Sorry but the following is completely a shot in the dark.

Do you mean something like dividing the integral into two separate integrals? One for 0 to 20 degrees and the other from 20 to 360 degrees?

Any reason why you could not do that?

 

[Saitama]

Any reason why you could not do that?

I don't have any reasons but if I do that, I get the right answer but still, the whole thing went over my head. I never knew it would involve this heavy maths.

Thank you! :)

 

[haruspex]

Property 1 states that "The value of V at a point (x, y) is equal to the average value of V around this point...", does this mean $V_{axis}$ is the average of 110 V and 0 V, i.e 55.5 V?

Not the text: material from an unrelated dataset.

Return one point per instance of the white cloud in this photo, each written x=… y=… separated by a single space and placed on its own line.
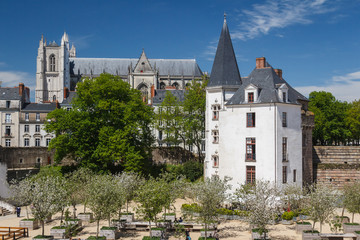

No, it means that it is the average around the circle. Taking that circle at its max radius, it becomes the average around the cylinder. And that's what you calculated with the integral, but it's just (20*110+340*0)/360.

 

[voko]

I don't have any reasons but if I do that, I get the right answer but still, the whole thing went over my head. I never knew it would involve this heavy maths.

Thank you! :)

Well, you don't have to thank me, it was haruspex who gave you the formula.

However, I am not entirely sure you should be allowed to use this formula. TSny has tried to help you get this formula through a physical argument, you should try and complete the derivation. Otherwise you should know that the property is called a mean value theorem for harmonic functions and can be proven purely mathematically.

 

[Saitama]

Well, you don't have to thank me, it was haruspex who gave you the formula.

However, I am not entirely sure you should be allowed to use this formula. TSny has tried to help you get this formula through a physical argument, you should try and complete the derivation. Otherwise you should know that the property is called a mean value theorem for harmonic functions and can be proven purely mathematically.

I myself don't know if I am allowed to use that formula.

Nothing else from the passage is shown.